Jazz music may sometimes suffer the indignity of serving as romantic background music, but its legends are better known for their distinctive cool. In Kansas City Lightning: The Rise and Times of Charlie Parker, cultural critic Stanley Crouch juxtaposes the saxophone obsession that defined Charlie Parker with his love for Rebecca Parker, his first crush and first wife.
Crouch says the Parkers were a 1930s Kansas City version of Romeo and Juliet, the rare example of a teenage romance that blossomed into a marriage as rendered in black American literature. "As a young woman, Rebecca was charmed by the way that Charlie dressed when he came to pick her up," and the way her sweetheart could do celebrity impressions with his rubbery face, Crouch says. "People never thought about those kinds of things about Charlie Parker because he could play so well so young."
People also forgave his drug addiction. The young Parker is depicted moving restlessly through a painful, fluctuating love story unfolding in the context of what Crouch calls "the heroic optimism of the time." In Kansas, as in Harlem, Parker practices his way into a collective of musicians and artists.
Through dozens of interviews, Crouch recreates the story of an artist determined to join what Crouch describes as "the aesthetic version of E Pluribus Unum. To grasp feeling and motion at once is the aim of a jazz band. Their victory is an aesthetic victory."

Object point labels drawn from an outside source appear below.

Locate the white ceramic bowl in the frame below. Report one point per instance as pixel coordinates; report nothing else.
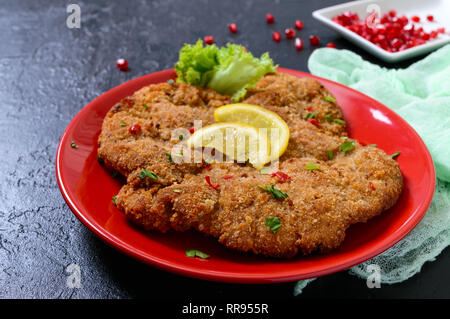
(440, 9)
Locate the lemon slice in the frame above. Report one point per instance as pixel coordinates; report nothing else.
(239, 142)
(257, 116)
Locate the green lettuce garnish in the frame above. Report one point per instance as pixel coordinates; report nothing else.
(228, 70)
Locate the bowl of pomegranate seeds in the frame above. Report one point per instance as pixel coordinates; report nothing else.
(391, 30)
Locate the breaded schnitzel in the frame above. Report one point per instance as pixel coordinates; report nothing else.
(329, 187)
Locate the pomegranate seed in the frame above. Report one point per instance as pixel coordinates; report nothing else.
(276, 36)
(314, 40)
(299, 24)
(232, 27)
(135, 129)
(290, 33)
(209, 39)
(298, 44)
(122, 64)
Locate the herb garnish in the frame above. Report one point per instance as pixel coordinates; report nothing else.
(330, 99)
(144, 173)
(274, 223)
(311, 166)
(169, 158)
(276, 193)
(347, 146)
(196, 253)
(395, 154)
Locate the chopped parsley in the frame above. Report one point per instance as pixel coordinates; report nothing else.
(144, 173)
(330, 99)
(196, 253)
(274, 223)
(339, 121)
(311, 166)
(330, 155)
(169, 158)
(395, 154)
(347, 146)
(276, 193)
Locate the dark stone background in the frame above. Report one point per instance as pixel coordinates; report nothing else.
(49, 72)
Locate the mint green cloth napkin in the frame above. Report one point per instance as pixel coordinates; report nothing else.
(421, 95)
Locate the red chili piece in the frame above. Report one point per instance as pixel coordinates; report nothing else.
(232, 27)
(283, 177)
(208, 180)
(270, 18)
(313, 121)
(276, 36)
(122, 65)
(209, 39)
(298, 24)
(135, 129)
(314, 40)
(298, 44)
(290, 33)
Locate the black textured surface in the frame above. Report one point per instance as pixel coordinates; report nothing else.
(49, 72)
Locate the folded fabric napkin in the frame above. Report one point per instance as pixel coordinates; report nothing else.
(421, 95)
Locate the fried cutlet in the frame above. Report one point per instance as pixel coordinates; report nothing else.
(350, 187)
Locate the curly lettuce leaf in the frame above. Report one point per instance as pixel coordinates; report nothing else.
(229, 70)
(196, 63)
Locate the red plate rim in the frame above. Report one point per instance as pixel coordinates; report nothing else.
(232, 277)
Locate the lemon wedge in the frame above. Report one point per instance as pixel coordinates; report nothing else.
(257, 116)
(238, 141)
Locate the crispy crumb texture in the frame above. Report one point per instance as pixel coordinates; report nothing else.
(349, 187)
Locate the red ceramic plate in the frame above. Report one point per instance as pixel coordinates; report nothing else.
(88, 188)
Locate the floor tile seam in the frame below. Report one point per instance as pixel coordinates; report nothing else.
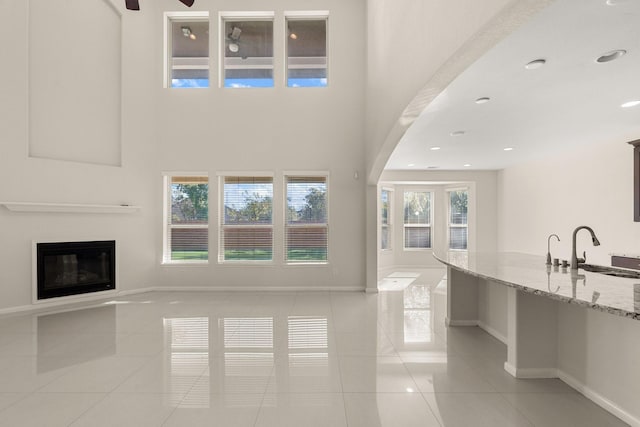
(26, 395)
(90, 406)
(431, 410)
(264, 395)
(515, 408)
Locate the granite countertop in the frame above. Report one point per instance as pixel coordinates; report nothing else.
(528, 273)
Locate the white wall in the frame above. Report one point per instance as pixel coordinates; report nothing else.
(413, 53)
(178, 130)
(482, 213)
(33, 179)
(273, 130)
(592, 186)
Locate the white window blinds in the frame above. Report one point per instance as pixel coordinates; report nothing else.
(187, 232)
(417, 219)
(306, 225)
(246, 229)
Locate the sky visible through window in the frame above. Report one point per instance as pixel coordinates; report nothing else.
(248, 83)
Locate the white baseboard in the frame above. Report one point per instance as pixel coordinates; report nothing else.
(68, 301)
(530, 372)
(600, 400)
(492, 331)
(61, 302)
(450, 322)
(259, 288)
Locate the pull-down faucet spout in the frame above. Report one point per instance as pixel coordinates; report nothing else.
(575, 261)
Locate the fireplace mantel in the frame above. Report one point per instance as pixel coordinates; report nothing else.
(68, 207)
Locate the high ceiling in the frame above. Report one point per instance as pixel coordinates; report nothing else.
(569, 102)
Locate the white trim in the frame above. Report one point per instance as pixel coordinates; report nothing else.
(180, 173)
(493, 332)
(599, 399)
(167, 226)
(449, 322)
(247, 14)
(530, 372)
(306, 14)
(263, 174)
(305, 174)
(262, 288)
(117, 294)
(47, 304)
(166, 48)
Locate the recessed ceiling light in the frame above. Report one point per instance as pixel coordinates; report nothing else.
(611, 55)
(630, 104)
(536, 63)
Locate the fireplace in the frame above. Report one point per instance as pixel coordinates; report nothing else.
(73, 268)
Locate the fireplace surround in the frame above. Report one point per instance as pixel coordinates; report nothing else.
(75, 268)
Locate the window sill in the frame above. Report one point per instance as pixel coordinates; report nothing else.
(184, 263)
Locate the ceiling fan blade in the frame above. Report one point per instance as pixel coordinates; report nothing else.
(132, 4)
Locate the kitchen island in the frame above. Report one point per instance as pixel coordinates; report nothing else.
(579, 326)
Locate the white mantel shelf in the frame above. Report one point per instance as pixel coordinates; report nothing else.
(69, 208)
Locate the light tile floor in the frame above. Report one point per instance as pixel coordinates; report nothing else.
(271, 359)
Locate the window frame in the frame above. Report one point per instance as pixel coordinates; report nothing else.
(186, 16)
(429, 225)
(390, 215)
(311, 15)
(223, 17)
(166, 220)
(221, 226)
(325, 225)
(448, 192)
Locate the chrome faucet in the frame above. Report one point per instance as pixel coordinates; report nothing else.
(549, 247)
(575, 261)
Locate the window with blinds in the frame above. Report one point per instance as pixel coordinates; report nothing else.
(417, 220)
(458, 221)
(307, 51)
(187, 40)
(247, 50)
(385, 219)
(246, 220)
(187, 219)
(306, 224)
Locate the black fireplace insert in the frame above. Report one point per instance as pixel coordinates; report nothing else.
(72, 268)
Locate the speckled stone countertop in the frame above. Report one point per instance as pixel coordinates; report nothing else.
(528, 273)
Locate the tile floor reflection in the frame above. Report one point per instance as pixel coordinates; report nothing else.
(271, 359)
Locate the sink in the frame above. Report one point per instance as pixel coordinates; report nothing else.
(611, 271)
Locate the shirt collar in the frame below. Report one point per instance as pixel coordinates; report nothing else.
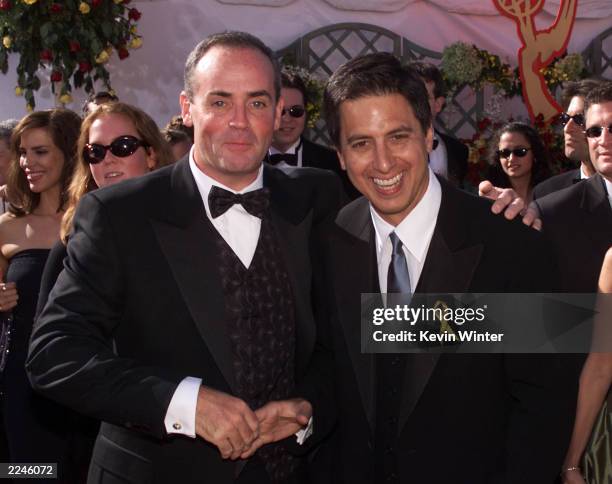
(417, 227)
(205, 182)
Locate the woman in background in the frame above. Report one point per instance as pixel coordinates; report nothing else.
(518, 159)
(43, 153)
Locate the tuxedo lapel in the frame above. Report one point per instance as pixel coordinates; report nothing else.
(449, 268)
(188, 243)
(356, 245)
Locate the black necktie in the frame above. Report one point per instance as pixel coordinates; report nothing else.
(254, 202)
(398, 278)
(289, 158)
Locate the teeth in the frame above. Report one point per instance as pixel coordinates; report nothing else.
(391, 181)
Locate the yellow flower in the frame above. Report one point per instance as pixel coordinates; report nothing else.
(65, 98)
(102, 57)
(136, 43)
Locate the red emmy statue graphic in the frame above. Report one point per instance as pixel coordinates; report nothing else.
(539, 49)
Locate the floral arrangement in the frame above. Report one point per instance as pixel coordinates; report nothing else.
(314, 91)
(464, 64)
(73, 39)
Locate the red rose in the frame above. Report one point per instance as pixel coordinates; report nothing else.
(84, 66)
(134, 14)
(46, 55)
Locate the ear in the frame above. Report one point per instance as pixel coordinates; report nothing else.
(439, 104)
(185, 109)
(280, 104)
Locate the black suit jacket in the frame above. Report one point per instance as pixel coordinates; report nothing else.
(578, 223)
(138, 307)
(465, 419)
(556, 183)
(457, 159)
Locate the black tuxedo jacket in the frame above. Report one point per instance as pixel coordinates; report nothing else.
(578, 223)
(139, 307)
(464, 419)
(556, 183)
(457, 159)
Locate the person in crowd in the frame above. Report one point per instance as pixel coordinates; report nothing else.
(182, 318)
(449, 157)
(6, 130)
(43, 153)
(574, 141)
(179, 136)
(518, 159)
(399, 414)
(289, 146)
(595, 381)
(97, 99)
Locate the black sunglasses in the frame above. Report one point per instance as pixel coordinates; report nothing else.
(577, 118)
(294, 111)
(518, 152)
(595, 131)
(121, 147)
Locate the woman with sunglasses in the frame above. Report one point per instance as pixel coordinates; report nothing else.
(518, 159)
(116, 142)
(43, 153)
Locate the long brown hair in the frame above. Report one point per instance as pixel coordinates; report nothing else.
(83, 181)
(63, 125)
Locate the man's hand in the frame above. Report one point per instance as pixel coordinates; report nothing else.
(226, 422)
(279, 420)
(508, 201)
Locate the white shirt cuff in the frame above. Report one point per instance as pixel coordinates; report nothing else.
(302, 434)
(180, 416)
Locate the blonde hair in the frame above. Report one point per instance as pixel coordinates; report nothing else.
(83, 181)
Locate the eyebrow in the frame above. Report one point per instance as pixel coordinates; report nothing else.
(251, 94)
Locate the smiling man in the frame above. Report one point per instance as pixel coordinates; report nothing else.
(182, 319)
(434, 418)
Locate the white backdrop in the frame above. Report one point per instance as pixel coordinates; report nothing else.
(152, 76)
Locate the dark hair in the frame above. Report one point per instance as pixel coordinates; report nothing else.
(376, 74)
(599, 95)
(99, 97)
(291, 79)
(540, 169)
(176, 131)
(430, 73)
(238, 40)
(63, 125)
(6, 129)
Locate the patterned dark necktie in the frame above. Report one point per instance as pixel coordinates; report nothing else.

Parker was also part of a generation of artists that "didn't define themselves based on the generalizations made about them in that period," Crouch says, referring to artists like Marian Anderson, who was denied the opportunity to sing at Constitution Hall because of her race. Instead of steeping themselves in defeat, musicians like Parker were active participants in what Crouch calls the collective dreams of the times.
“No art says, ‘I want to live’ better or more forcefully than jazz,” Crouch writes. In Kansas City Lightning, we see that while jazz legends like Bird, as Parker was also known, may have won hearts with their love for music, they were each trying to chase immortality. “An artist's goal is not to win anything,” Crouch says. “An artist's goal is beyond winning—it is to achieve a certain vitality.”
Joshunda Sanders is a writer and journalist.